In theory, Brazil could be hit in two ways: if there is an increase in oil prices and a higher risk aversion in international markets
04/15/2024
Central Bank’s building in Brasília: Few believe that Brazil’s monetary authority will rush to revise its baseline scenario for interest rate cuts — Foto: Beto Nociti/BCB
The uncertainties in the economic scenario that prompted the Central Bank to reduce its monetary policy signaling to just one meeting have heightened with Iran’s attacks on Israel.
This risk is already included in the array of uncertainties that the monetary authority cited in the release of the Inflation Report, which recommends greater caution in signaling future interest rate cuts.
It was also one of the points highlighted in a recent debate organized by the Central Bank with economists who received the Top 5 award, given annually to those who most accurately predict their projections.
In theory, Brazil could be hit in two ways. First, if there is an escalation in oil prices and, second, with increased risk aversion in international markets.

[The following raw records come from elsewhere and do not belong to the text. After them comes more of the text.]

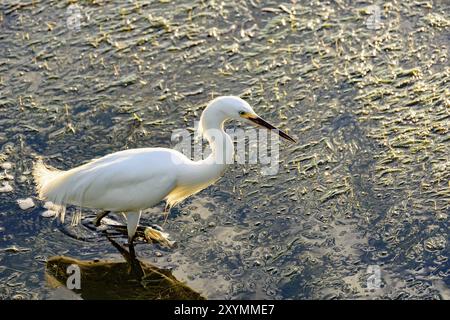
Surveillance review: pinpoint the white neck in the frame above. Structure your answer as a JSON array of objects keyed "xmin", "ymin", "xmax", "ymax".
[
  {"xmin": 199, "ymin": 109, "xmax": 234, "ymax": 166},
  {"xmin": 174, "ymin": 105, "xmax": 234, "ymax": 192},
  {"xmin": 166, "ymin": 111, "xmax": 234, "ymax": 208}
]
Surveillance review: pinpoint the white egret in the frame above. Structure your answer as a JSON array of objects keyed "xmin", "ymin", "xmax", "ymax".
[{"xmin": 33, "ymin": 96, "xmax": 295, "ymax": 245}]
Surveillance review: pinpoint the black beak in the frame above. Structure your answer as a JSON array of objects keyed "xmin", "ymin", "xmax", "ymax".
[{"xmin": 248, "ymin": 116, "xmax": 296, "ymax": 143}]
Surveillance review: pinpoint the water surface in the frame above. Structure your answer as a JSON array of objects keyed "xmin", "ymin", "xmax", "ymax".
[{"xmin": 0, "ymin": 0, "xmax": 449, "ymax": 299}]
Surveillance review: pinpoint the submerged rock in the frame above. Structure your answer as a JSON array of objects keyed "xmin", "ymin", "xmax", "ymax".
[
  {"xmin": 41, "ymin": 210, "xmax": 57, "ymax": 218},
  {"xmin": 17, "ymin": 198, "xmax": 35, "ymax": 210},
  {"xmin": 0, "ymin": 182, "xmax": 13, "ymax": 193},
  {"xmin": 424, "ymin": 236, "xmax": 446, "ymax": 252},
  {"xmin": 41, "ymin": 201, "xmax": 58, "ymax": 218},
  {"xmin": 0, "ymin": 172, "xmax": 14, "ymax": 180},
  {"xmin": 0, "ymin": 162, "xmax": 12, "ymax": 170}
]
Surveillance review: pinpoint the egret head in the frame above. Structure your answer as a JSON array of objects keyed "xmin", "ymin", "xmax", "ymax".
[{"xmin": 207, "ymin": 96, "xmax": 296, "ymax": 143}]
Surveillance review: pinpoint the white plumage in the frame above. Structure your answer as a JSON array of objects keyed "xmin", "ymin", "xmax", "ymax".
[{"xmin": 33, "ymin": 96, "xmax": 295, "ymax": 243}]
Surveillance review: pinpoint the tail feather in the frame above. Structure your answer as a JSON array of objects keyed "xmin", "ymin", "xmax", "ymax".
[
  {"xmin": 33, "ymin": 159, "xmax": 69, "ymax": 223},
  {"xmin": 33, "ymin": 159, "xmax": 61, "ymax": 199}
]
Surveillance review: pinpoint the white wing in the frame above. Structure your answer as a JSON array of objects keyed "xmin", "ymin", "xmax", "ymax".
[{"xmin": 34, "ymin": 148, "xmax": 185, "ymax": 213}]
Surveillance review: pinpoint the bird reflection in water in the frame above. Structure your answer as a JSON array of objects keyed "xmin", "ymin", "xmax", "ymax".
[{"xmin": 45, "ymin": 237, "xmax": 204, "ymax": 300}]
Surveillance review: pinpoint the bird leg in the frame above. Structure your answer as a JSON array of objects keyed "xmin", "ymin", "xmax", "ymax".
[
  {"xmin": 106, "ymin": 235, "xmax": 142, "ymax": 277},
  {"xmin": 100, "ymin": 210, "xmax": 174, "ymax": 248},
  {"xmin": 107, "ymin": 235, "xmax": 133, "ymax": 262},
  {"xmin": 94, "ymin": 210, "xmax": 111, "ymax": 227},
  {"xmin": 162, "ymin": 204, "xmax": 171, "ymax": 226},
  {"xmin": 126, "ymin": 211, "xmax": 142, "ymax": 246},
  {"xmin": 128, "ymin": 239, "xmax": 136, "ymax": 259}
]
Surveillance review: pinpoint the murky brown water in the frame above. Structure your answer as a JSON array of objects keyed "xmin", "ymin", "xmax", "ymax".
[{"xmin": 0, "ymin": 0, "xmax": 448, "ymax": 299}]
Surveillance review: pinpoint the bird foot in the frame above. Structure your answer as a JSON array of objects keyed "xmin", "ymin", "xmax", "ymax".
[
  {"xmin": 95, "ymin": 218, "xmax": 175, "ymax": 248},
  {"xmin": 143, "ymin": 226, "xmax": 175, "ymax": 248},
  {"xmin": 94, "ymin": 210, "xmax": 111, "ymax": 227}
]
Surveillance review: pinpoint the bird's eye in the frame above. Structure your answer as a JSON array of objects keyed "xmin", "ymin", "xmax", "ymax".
[{"xmin": 239, "ymin": 111, "xmax": 246, "ymax": 115}]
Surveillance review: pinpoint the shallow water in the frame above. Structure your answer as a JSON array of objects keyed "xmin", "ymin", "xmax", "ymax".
[{"xmin": 0, "ymin": 0, "xmax": 449, "ymax": 299}]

Brent oil had already been trading above $90 a barrel, and some economic analysts were already circulating their calculations regarding the lag in domestic prices. If oil prices continue to rise, it could lead to further postponements in interest rate cuts by the United States. The increase in risk aversion due to the escalation of the conflict would exacerbate this situation, prompting investors to redirect capital from emerging economies to the U.S.
Few think that, in an environment of such uncertainty, the Brazilian Central Bank will rush and revise its baseline scenario for interest rate cuts. The Selic policy rate remains high, and a 50-basis-point increase in May is well signaled, with a long way to go until the June meeting. Yet, the Central Bank is likely to exercise increased caution.